E’ nuova l’interpretazione che propone l’editore Gallucci nel libro Fiabe: a Pablo Echaurren, pittore, illustratore, fumettista, scrittore è affidato il compito di raccontare che “Nel sesto secolo avanti Cristo uno schiavo greco deforme, di nome Esopo, inventò la favola. Per questo fu ucciso. Da allora le sue storie immortali continuano a svelare agli uomini il loro vero volto.” E dallo schiavo sul quale la sorte si era accanita: brutto, malformato, balbuziente o forse muto, sono arrivati fino a noi testi unici, centinaia di favole capaci, attraverso figure allegoriche, di parlare dei vizi e delle virtù degli uomini.

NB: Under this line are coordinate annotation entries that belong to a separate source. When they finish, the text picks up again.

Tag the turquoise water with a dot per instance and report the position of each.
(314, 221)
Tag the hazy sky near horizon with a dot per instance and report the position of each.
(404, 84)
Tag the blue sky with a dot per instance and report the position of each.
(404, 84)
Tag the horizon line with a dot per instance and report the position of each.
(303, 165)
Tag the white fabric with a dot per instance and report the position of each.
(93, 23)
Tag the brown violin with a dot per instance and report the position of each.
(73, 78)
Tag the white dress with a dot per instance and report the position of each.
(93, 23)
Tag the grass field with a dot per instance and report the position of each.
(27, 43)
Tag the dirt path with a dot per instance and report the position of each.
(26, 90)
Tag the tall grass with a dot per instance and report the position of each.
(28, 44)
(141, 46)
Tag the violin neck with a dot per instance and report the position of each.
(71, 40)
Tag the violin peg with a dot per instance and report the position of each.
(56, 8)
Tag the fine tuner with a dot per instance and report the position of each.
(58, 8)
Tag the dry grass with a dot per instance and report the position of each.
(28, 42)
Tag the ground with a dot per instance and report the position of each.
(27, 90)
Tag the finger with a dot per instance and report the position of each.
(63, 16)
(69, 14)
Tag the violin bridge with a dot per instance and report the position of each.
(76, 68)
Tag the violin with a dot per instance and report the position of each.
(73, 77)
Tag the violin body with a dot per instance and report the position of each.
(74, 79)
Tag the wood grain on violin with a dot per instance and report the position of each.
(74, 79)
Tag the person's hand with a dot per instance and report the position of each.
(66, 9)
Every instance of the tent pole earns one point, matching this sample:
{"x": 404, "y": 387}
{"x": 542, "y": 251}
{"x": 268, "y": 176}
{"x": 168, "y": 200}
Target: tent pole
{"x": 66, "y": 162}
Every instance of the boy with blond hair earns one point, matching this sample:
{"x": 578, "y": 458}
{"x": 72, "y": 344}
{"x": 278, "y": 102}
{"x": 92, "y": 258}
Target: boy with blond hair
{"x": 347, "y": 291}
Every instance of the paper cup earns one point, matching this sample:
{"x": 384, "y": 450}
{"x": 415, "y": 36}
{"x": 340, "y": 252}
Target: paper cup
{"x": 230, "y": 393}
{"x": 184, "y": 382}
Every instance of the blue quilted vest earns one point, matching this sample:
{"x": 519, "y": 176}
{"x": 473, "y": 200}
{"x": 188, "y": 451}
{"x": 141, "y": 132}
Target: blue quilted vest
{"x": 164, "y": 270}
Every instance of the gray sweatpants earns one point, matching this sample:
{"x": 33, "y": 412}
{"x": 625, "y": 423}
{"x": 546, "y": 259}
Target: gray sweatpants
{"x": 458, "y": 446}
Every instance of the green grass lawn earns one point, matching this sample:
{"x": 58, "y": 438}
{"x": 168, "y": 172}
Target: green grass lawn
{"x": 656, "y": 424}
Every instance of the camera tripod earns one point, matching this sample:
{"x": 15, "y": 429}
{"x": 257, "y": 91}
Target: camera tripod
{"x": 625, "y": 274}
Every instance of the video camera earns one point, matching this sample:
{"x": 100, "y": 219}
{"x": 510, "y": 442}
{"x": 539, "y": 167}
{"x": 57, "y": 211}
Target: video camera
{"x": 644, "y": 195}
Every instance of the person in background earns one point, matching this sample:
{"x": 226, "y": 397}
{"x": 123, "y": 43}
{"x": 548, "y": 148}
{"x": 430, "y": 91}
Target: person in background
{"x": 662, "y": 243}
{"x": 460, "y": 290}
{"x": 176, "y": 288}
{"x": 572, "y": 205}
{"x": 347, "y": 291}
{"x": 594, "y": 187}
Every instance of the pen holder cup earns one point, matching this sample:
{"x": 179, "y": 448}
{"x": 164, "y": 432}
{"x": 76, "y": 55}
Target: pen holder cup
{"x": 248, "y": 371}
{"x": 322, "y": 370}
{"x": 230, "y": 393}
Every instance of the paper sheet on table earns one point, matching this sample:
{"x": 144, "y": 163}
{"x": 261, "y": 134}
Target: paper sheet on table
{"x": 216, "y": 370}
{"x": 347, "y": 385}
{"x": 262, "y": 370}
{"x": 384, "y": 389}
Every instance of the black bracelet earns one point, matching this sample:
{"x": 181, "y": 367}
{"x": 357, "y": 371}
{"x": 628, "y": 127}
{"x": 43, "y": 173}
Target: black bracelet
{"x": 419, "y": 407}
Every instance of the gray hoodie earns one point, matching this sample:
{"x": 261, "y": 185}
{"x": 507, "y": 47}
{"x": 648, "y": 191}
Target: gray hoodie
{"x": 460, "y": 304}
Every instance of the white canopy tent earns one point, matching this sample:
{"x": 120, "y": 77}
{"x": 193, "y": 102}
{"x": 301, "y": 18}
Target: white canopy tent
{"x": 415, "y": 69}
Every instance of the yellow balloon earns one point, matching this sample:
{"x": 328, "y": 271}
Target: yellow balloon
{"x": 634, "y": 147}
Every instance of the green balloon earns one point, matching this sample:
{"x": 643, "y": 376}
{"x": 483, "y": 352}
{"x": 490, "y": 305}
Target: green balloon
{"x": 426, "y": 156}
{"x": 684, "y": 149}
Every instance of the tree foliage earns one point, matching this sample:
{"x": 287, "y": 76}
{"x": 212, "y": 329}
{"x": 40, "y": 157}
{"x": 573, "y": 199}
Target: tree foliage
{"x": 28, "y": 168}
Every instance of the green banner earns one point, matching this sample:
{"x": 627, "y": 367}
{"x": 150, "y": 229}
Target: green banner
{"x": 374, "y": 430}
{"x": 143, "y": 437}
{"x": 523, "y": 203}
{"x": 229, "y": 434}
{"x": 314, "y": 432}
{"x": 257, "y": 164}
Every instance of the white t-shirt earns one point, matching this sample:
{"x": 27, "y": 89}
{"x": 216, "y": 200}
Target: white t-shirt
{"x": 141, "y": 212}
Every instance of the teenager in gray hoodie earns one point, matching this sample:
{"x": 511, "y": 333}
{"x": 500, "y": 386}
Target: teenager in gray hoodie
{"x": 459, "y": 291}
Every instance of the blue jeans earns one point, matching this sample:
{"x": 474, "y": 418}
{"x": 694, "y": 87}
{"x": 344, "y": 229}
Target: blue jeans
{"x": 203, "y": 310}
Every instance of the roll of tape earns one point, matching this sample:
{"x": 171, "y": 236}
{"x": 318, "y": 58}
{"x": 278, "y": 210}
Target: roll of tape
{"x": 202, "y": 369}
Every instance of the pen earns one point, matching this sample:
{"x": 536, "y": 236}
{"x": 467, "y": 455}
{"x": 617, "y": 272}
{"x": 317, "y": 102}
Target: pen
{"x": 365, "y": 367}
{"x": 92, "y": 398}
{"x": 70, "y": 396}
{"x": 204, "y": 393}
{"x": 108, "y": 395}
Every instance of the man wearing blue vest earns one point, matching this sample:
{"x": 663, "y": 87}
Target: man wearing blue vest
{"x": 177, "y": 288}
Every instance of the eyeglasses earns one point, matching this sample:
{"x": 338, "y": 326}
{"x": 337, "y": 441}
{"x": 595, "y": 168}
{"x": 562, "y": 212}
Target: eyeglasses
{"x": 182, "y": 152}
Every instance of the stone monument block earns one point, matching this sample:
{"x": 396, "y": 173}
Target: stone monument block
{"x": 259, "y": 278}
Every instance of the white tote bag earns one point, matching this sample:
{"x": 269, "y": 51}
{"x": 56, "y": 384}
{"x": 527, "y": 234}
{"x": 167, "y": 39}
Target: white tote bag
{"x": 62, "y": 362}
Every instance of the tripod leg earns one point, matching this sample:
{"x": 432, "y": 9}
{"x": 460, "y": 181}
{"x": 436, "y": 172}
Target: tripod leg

Echaurren dà corpo alla superbia rappresentando galli dai colori forti, tronfi, presentuosi, variegati pesci grossi intrappolati dalle rete e pesci, piccoli, minuti, che riescono a sfuggire dalle maglie per la loro esile conformazione.
Appaiono, invece, meste le volpi illustrate da Fulvio Testa nelle Favole di Esopo presenti nel catalogo Emme Edizioni, avvilite dalla mancata astuzia, mentre maestosi e riconoscenti sono i leoni di fronte a provvidenziali topolini.
Illustrazioni-quadro che ricreano l’atmosfera della favola narrata, ne esatano il lindore, la semplicità, la purezza, figure che invitano a soffermarsi sulle parole, a cogliene il significato profondo. Oggi e per migliaia di anni a venire.